|Supervisor:||Prof. Dr.-Ing. Armin Sehr (Room 5.10)|
|Faculty:||Prof. Dr.-Ing. Walter Kellermann|
|Info:||Robust distant-talking speech recognition is very desirable for many applications. Due to multi-path propagation in most acoustic environments, the microphone does not only pick up the desired signal but also the reverberation of the desired signal. This seriously degrades the performance of state-of-the-art automatic speech recognition (ASR) systems. Since room reverberation has a dispersive effect on speech feature sequences, traditional signal enhancement and model adaptation approaches developed for additive distortions are not effective in reverberant environments.
A novel concept called REverberation MOdeling for Speech recognition (REMOS) which uses a combination of a Hidden Markov Model (HMM) and a reverberation model, yields very promising results even in strongly reverberant environments. The HMM models the clean speech while the reverberation model describes the effect of the room reverberation directly in the feature domain. For speech recognition, an extended version of the Viterbi algorithm is used, which performs an inner optimization in each iteration in order to determine the most likely contribution of the HMM and the reverberation model to the current reverberant observation. So far, the approach has been implemented only for mel-spectral features.

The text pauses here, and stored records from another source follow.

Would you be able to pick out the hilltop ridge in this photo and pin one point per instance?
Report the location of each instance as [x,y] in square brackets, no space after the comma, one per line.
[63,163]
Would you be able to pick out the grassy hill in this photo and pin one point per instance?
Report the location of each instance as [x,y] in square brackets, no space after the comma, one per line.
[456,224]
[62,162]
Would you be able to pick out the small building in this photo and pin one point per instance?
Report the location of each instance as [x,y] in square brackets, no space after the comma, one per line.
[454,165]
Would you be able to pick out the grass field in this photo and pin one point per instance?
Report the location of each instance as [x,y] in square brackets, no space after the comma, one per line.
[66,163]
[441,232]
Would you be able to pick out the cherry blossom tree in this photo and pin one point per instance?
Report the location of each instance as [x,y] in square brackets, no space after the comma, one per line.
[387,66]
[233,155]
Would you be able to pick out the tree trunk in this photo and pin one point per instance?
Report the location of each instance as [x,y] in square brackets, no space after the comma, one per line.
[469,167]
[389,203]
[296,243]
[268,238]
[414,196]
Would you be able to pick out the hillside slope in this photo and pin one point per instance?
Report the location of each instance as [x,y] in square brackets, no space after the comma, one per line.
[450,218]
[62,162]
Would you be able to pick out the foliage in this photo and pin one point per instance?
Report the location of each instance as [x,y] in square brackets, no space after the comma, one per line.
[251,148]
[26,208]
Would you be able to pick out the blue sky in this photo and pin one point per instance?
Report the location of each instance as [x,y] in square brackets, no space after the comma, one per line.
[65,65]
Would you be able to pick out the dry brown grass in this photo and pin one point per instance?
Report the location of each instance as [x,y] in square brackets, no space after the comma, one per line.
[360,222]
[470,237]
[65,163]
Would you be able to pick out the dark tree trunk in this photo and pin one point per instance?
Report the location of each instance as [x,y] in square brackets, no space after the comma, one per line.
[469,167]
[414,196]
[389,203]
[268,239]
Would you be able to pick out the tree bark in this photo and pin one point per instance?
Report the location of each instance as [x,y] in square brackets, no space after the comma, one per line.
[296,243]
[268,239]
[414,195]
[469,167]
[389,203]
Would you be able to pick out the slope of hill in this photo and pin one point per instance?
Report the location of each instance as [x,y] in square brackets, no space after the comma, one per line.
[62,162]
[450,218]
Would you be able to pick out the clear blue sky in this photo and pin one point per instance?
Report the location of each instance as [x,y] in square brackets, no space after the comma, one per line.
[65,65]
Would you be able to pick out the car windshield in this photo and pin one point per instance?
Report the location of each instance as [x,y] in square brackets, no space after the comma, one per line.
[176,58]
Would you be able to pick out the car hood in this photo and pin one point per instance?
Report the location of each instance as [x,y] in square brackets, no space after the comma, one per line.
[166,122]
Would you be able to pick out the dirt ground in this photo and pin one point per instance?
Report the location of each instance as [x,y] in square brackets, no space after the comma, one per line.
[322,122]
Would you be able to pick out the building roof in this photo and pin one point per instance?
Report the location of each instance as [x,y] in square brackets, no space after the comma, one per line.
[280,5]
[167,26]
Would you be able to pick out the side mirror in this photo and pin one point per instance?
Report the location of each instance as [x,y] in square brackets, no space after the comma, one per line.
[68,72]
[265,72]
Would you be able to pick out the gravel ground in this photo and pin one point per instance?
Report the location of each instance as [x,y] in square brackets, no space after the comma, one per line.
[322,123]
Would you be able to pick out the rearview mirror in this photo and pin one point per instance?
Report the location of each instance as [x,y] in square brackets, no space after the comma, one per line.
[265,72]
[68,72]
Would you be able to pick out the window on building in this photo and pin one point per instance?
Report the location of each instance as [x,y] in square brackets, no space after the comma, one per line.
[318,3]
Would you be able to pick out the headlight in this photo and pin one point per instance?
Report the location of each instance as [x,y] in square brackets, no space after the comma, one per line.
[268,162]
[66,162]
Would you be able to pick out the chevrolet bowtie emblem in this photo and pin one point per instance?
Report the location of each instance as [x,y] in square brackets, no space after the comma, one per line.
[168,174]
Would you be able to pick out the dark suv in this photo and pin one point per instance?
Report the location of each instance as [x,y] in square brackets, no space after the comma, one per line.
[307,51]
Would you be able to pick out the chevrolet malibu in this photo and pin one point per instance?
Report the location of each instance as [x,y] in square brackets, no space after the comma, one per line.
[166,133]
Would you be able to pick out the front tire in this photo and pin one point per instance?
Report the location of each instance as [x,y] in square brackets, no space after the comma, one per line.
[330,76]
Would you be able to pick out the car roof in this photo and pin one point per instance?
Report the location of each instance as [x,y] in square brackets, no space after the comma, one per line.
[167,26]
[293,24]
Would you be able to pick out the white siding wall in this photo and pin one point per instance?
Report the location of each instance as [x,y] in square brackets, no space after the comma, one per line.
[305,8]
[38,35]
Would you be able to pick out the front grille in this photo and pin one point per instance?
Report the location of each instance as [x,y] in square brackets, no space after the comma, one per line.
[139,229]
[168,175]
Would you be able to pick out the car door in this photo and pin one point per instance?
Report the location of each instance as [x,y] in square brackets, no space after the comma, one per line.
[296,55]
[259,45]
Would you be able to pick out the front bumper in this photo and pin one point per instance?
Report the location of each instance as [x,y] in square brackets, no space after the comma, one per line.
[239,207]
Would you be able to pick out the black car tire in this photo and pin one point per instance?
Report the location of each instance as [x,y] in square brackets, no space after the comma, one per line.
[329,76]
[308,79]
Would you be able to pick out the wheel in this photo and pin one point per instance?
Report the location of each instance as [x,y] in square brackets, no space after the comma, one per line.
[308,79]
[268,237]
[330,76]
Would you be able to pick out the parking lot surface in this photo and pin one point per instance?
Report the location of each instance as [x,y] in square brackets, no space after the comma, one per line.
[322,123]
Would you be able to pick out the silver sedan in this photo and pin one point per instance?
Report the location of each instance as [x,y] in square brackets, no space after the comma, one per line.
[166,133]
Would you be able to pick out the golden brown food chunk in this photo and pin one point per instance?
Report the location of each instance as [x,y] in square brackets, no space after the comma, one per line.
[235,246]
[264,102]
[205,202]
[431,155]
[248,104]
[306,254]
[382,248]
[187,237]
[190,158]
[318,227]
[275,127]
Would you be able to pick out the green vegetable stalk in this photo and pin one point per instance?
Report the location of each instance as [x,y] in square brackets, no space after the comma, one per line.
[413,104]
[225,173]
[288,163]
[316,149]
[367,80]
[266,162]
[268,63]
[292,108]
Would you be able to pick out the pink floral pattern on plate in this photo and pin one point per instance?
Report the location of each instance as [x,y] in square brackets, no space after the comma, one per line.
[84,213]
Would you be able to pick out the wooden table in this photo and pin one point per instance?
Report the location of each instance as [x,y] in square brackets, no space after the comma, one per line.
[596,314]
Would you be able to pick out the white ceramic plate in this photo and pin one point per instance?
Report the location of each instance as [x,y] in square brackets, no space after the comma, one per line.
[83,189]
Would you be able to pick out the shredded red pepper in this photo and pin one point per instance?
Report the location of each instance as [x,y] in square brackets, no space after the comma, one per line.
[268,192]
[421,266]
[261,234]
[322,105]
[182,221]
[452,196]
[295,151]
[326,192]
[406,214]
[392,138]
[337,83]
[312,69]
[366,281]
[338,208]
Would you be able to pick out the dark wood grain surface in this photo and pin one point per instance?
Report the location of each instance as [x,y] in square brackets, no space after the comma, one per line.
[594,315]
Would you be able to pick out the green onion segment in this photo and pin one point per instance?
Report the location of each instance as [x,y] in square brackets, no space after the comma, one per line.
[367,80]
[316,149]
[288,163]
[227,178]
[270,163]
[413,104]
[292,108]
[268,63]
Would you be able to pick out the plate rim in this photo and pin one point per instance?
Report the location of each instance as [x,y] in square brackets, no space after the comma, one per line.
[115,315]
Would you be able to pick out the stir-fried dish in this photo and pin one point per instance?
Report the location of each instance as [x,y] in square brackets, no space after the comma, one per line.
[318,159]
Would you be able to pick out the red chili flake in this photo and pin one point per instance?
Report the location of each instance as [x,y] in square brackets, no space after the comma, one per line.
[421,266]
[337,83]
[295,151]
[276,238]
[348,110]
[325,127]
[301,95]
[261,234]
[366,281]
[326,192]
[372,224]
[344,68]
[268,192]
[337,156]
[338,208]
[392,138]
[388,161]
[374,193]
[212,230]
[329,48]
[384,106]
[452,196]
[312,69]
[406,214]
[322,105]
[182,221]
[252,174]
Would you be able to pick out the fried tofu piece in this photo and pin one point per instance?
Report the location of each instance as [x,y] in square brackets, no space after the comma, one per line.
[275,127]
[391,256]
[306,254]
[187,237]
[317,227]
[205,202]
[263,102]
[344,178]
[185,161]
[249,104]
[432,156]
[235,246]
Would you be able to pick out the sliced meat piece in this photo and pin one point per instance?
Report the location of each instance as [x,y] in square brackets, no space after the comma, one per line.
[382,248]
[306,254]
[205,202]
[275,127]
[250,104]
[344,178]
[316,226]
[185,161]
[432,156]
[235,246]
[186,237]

To extend this approach to more powerful speech features, like logarithmic mel-spectral features or MFCCs, numerical optimization approaches have to be used for the inner optimization. In this thesis, different formulations and different numerical solutions for the inner optimization problem shall be evaluated. For the implementation of the numerical methods, the available C-Code of the recognizer, based on the Hidden Markov Model Toolkit (HTK), shall be extended using IPOPT (Inner Point Optimizer), an open source software package for large-scale nonlinear optimization.